The test Projects by the way target .NET Framework 4.5, 4.6.1, 4.7.2 and .NET Core.

Best,

Georg

tjroamer commented 4 years ago

Hi thanks for your quick response, but I still have the problem with NMF NuGet packages in .NET Core, the steps to reproduce:

However, the same steps work for .NET Framework project. Please see attached the screenshot, where the NmfSample3 is a .NET Core project, while the NmfSample2 is a .NET Framework project. The package names are slightly different. What did I do wrong?

image

Best regards,

Kai

georghinkel commented 4 years ago

Hi,

sorry for the late reply. Yes, I think that happened to me also a few times. Please check the package reference in the project file. I have no idea why, but sometimes Visual Studio creates a somehow private reference like the following:

<PackageReference Id="NMF-Basics" Version="...">
    <...>
</PackageReference>

If that is the case, simply delete everything that is inside the package reference element. That should force MSBuild to use all contents of the package. NMF-Basics is a NuGet package that contains a tool but declares references to other packages that have dependencies. The reason for that is that if you use the generator, you will also need the framework code. However, there must be some supersmart optimization that tells once in a while that the framework code can be omitted because the tool works without it (which is true, but not for the generated code).

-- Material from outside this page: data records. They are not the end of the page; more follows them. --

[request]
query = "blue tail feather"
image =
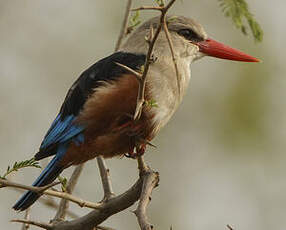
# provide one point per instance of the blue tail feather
(48, 175)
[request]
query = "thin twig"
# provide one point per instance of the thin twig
(150, 181)
(26, 226)
(105, 178)
(137, 74)
(167, 33)
(63, 206)
(124, 26)
(49, 192)
(38, 224)
(148, 8)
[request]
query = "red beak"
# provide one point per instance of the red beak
(215, 49)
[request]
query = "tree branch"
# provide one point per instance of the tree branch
(63, 206)
(150, 181)
(124, 26)
(26, 226)
(64, 195)
(38, 224)
(105, 179)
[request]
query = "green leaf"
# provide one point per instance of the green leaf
(133, 22)
(238, 11)
(160, 2)
(64, 182)
(23, 164)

I will reopen the issue, so please report whether this suggestion has helped.

Best,

Georg

tjroamer commented 4 years ago

Hi,

yes, removing the content inside the PackageReference element solved the problem. Thanks a lot for your help.

BTW, I found out that the problem relies on the "IncludeAssets" element, where the value "compile" is missing. The project worked too after I changed the value of this element to "all" or added the value "compile" into the text. I am not sure whether you can consider fixing it in the NuGet package generation.